Not mentioned is that Mono itself of course improved a lot over the years, and even prior to MS's about-face on open source, it was well known that Unity was hindered by sticking with an old and out-of-date Mono, and they were very successful at deflecting the blame for this by throwing the Mono folks under the bus. Any time complaints about game developers' inability to use newer C# features came up, Mono/Xamarin would invariably receive the ire* because Unity couldn't come to an agreement with them about their license and consulting fees. (Mono was open source under LGPL instead of MIT licensed at the time, and Unity had initially bought a commercial license that allowed them exemptions from even the soft copyleft provisions in the LGPL, but the exemption was limited and not, for example, for any and all future versions, too, indefinitely.) Reportedly, they were trying to charge too much (whatever that means) for Unity's attempts to upgrade to the modern versions.
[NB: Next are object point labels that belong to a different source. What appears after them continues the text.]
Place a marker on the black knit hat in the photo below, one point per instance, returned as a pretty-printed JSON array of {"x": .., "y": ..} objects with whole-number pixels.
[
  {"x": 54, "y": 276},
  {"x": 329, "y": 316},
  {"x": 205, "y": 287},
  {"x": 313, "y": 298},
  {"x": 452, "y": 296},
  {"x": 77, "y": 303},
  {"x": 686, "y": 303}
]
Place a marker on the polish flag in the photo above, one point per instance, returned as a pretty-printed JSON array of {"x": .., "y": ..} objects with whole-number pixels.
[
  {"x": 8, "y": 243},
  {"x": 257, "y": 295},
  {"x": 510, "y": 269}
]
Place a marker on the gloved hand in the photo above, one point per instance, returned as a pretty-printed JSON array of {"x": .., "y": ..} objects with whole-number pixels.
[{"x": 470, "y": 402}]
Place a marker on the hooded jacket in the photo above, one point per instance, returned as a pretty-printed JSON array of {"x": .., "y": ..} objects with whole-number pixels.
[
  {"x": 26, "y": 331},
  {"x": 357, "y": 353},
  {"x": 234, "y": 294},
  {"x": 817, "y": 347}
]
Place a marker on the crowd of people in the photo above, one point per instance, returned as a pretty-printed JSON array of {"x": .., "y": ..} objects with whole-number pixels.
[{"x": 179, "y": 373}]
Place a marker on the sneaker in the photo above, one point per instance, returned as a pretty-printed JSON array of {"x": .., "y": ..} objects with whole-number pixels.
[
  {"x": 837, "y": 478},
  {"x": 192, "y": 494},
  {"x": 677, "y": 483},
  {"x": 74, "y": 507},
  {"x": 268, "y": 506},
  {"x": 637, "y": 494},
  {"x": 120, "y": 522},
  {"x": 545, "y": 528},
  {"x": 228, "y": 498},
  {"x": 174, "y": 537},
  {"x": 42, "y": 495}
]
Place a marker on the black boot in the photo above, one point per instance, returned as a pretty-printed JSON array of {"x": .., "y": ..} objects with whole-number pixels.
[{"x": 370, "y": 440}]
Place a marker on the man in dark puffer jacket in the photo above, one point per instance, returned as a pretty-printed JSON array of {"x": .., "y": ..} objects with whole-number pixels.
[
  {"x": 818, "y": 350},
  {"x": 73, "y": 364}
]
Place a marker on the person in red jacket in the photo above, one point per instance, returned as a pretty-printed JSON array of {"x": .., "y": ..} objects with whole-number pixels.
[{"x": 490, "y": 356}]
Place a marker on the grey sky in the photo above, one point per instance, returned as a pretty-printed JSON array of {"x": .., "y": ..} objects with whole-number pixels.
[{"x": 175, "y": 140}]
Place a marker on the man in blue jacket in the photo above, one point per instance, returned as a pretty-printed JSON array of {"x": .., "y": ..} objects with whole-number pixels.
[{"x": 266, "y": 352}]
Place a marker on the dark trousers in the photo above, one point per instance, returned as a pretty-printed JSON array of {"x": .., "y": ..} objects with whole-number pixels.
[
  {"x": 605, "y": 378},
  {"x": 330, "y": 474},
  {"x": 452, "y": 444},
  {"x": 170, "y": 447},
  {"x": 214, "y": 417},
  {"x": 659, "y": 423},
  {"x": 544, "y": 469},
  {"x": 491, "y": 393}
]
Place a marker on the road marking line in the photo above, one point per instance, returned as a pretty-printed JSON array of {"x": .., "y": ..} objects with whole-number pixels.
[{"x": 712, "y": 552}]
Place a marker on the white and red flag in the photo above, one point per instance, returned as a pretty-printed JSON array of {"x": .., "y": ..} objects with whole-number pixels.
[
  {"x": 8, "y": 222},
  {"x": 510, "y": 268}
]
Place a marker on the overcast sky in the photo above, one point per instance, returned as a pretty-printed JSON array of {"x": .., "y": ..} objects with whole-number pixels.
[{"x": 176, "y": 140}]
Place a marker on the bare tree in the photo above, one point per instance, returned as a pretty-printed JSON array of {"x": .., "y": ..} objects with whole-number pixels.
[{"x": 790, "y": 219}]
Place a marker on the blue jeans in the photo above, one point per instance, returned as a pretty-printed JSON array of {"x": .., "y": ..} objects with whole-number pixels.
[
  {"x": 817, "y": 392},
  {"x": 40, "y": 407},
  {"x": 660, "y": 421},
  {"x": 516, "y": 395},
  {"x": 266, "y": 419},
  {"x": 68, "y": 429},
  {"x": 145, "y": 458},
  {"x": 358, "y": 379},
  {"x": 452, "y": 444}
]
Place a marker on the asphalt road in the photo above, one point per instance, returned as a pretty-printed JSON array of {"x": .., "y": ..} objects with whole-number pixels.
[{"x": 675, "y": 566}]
It's now 10+ years later, and now not only Mono (after being relicensed under MIT) but .NET CoreCLR are both available for Unity at no cost, but despite this it still took Unity years before they'd upgraded their C# language support and to a slightly more modern runtime.
Something else to note: Although, LGPL isn't inherently incompatible with commercial use or even use in closed source software, one sticking point was that some of the platforms Unity wished to be able to deploy have developer/publisher restrictions that are incompatible with the soft copyleft terms in the LGPL that require that users (or in this case game developers) be allowed to relink against other versions of the covered software (including, for example, newer releases). Perversely, it's because Unity sought and obtained exemptions to the LGPL that both end users and game developers were hamstrung and kept from being able to upgrade Mono themselves! (It wouldn't have helped on, say, locked down platforms like Nintendo's for example, but certainly would have been viable on platforms without the first-party restrictions, like PC gaming or Android.)
By now, Unity has gone on to pull a lot of other shenanigans with their own pricing that seems to have sufficiently pissed off the game development community, but it should still not be forgotten when they were willing to pass the blame to an open source project over the development/support that the company felt it was entitled to for a price lower than they were told it would cost, and that they themselves were slow to make progress on even when the price of the exemption literally became $0.
* you can find threads with these sorts of comments from during this period right here on HN, too, but it was everywhere
So much this. According to a 2023 blog article from Unity [0], Unity uses Boehm GC. But Mono itself introduced another, generational GC called SGen [1] more than 10 years ago that became the default at some point. It is just Unity stuck on old mono versions, missing out on all the changes and improvements that went into Mono after their fork, essentially.
[0]: https://unity.com/blog/engine-platform/porting-unity-to-core... [1]: https://www.mono-project.com/docs/advanced/garbage-collector...
1. Uses "I"
2. Look how many times it switches verb tenses here:
"One day I was debugging an issue in map generation and it was time-consuming [...]. To make debugging faster, I’ve written a unit test, hoping to cut down on the turn-around time since Unity takes 15+ seconds just to crunch new DLLs [...]. When I ran the test, it finished in 40 seconds."